The Virgin Prunes, which meant ‘outsiders’, comprised: Gavin Friday (Fionán Hanvey) and Guggi (Derek Rowen) on lead vocals, Strongman (Trevor Rowen, Guggi’s brother) and Dik (Richard Evans, brother of David Evans aka U2’s ‘The Edge’) on guitars, Pod (Anthony Murphy) and then Mary d’Nellon (David Kelly) on drums and Dave-Id Busarus (David Watson), who also wrote and performed songs. The band was joined briefly for a year during 1980 and 1981 by Haa Laacka Binttii (Daniel Figgis).
From early on, their performances were challenging, experimental and improvisatory. Post-punk and new wave, they brought elements of glam rock, gothic melancholia, industrial music, and avant-garde art performance into their work.

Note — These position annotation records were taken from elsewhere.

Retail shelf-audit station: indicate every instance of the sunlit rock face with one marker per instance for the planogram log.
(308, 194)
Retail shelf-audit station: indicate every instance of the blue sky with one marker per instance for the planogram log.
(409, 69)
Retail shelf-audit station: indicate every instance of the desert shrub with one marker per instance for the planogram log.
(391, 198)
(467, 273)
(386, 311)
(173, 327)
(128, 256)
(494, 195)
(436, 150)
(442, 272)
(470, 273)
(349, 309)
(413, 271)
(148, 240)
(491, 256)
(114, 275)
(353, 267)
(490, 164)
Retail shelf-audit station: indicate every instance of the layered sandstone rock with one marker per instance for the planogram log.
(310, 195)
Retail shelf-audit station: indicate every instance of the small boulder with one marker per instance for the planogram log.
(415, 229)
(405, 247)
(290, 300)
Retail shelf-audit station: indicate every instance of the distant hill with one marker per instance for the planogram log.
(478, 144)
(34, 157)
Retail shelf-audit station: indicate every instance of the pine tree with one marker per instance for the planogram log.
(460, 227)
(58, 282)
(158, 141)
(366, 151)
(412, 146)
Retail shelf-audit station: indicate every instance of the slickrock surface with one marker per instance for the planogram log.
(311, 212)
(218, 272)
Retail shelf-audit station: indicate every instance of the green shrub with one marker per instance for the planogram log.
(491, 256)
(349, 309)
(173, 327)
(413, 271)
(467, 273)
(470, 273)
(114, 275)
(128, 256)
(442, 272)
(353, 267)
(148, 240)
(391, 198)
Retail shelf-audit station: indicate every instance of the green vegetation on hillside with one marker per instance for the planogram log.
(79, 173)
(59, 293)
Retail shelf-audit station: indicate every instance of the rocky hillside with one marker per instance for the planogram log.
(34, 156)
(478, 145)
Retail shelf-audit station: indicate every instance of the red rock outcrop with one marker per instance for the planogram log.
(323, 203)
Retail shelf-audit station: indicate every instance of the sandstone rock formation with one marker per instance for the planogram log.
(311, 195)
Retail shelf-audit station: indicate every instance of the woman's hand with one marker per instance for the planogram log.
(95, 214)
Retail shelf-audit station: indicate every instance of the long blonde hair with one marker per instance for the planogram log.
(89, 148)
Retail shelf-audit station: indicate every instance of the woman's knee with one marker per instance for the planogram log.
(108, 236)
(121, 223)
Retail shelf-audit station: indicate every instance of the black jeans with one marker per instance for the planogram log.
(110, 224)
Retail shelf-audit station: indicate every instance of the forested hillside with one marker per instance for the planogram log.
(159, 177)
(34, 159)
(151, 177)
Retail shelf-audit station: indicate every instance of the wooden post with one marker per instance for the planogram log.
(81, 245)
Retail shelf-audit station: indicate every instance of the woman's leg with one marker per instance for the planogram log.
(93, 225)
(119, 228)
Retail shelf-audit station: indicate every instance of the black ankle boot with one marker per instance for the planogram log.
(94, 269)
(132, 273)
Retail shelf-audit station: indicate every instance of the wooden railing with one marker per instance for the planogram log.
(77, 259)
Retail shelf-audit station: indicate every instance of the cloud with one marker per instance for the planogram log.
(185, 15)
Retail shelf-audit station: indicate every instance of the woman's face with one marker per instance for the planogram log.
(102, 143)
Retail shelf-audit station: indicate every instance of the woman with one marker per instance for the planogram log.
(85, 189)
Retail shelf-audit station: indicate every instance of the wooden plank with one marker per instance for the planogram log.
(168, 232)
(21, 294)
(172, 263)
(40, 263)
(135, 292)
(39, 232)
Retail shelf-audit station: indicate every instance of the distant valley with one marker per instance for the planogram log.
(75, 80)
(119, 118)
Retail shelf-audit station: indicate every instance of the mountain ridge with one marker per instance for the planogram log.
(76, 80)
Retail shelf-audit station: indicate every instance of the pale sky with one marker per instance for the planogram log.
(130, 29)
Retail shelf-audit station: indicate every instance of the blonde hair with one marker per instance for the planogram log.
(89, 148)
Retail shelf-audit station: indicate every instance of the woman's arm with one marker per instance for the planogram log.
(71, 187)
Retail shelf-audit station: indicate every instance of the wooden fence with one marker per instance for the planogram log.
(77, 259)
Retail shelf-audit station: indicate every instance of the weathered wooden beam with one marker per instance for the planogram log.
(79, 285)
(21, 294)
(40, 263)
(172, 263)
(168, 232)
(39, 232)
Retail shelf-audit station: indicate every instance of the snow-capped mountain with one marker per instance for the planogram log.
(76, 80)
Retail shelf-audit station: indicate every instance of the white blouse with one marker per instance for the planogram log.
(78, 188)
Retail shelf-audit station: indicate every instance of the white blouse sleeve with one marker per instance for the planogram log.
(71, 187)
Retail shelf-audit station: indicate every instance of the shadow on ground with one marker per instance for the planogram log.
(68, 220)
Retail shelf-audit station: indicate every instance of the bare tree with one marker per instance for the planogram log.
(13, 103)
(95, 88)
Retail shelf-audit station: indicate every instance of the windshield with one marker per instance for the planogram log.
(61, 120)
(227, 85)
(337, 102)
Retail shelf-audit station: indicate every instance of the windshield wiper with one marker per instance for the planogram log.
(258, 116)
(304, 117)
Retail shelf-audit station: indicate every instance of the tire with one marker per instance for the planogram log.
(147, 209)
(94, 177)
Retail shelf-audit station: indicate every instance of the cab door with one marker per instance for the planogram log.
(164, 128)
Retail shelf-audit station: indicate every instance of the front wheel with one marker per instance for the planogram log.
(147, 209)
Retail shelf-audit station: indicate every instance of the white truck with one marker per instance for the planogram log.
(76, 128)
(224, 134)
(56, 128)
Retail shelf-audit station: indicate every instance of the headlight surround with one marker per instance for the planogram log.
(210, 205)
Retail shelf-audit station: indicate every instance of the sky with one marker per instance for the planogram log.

The Virgin Prunes also explored Irish folk music, Irish literature (inspired by Oscar Wilde’s poetry, Samuel Beckett’s drama and James Joyce’s word play), fairy tales, children’s nursery rhymes and lullabies, sound collage and dark ambient music – all animated by the magnificent, haunting vocals of Gavin and Guggi.
They released five albums between 1981 and 1986: A New Form of Beauty (1981), If I Die, I Die (1982), Heresie (1982), Over the Rainbow (a compilation of rarities 1981-1983) (1985) and The Moon Looked Down and Laughed (1986).